L’abitazione, priva di telecamere, era al momento senza l’antifurto attivo: “Non era attivo perchè dovevo attivarlo io che ero l’unico ancora non rientrato a casa”.
Secondo il giovane potentino, i ladri “non erano italiani, credo albanesi o dell’est. Erano almeno dieci”. La famiglia per diversi giorni ha dovuto dormire in un’altra struttura, perchè i ladri sono riusciti a scassinare la porta blindata.
Su quanto accaduto continuano le indagini curate dalla Polizia di Stato del capoluogo lucano, che sta provando a ricostruire il tutto e dare una identità a questa banda di malviventi professionisti che, probabilmente, non ha nulla a che vedere con le bande specializzate nei furti nelle abitazioni, che pure non poche preoccupazioni hanno creato negli ultimi mesi nel Potentino.

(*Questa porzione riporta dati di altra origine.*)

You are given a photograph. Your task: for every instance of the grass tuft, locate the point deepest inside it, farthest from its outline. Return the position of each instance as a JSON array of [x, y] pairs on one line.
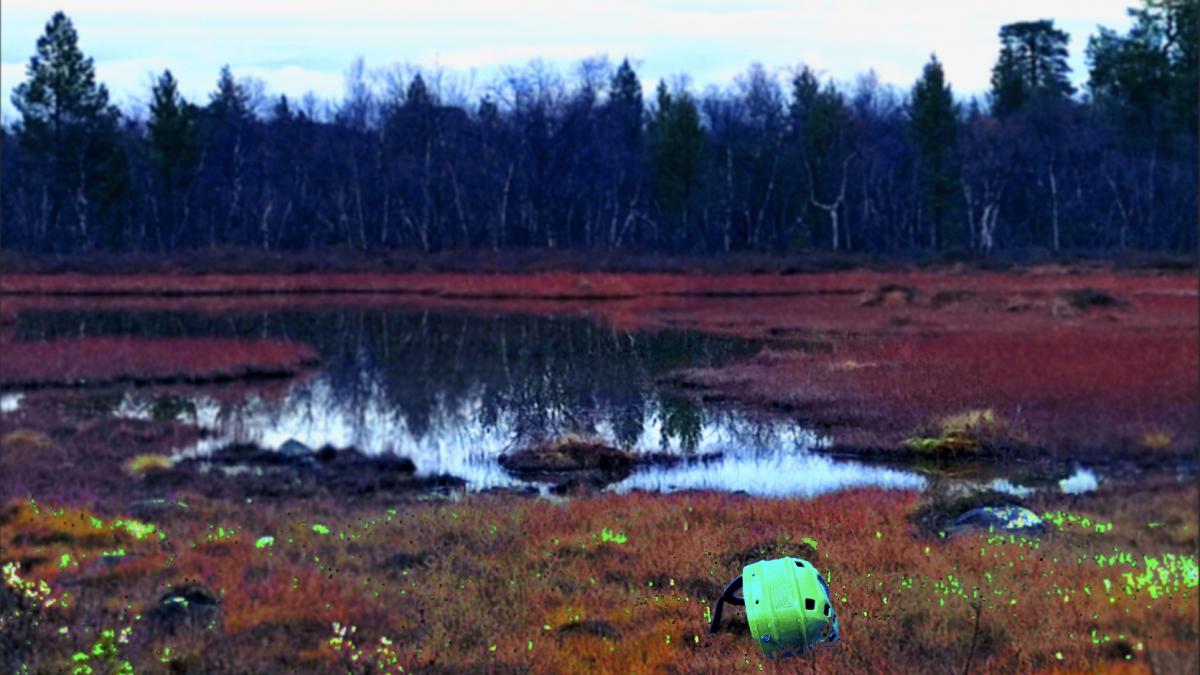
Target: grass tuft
[[147, 464], [971, 432]]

Un racconto coraggioso quello di Pietro Paolo D’Andrea, che mette ancora una volta in luce un problema serio per le comunità: la mancata sicurezza. Infatti, nonostante un lavoro importante svolto dalle forze dell’ordine – seppur con organici carenti e con pochi strumenti – molte volte sono proprio le leggi italiane quasi ad ‘autorizzare’ questi fatti così gravi.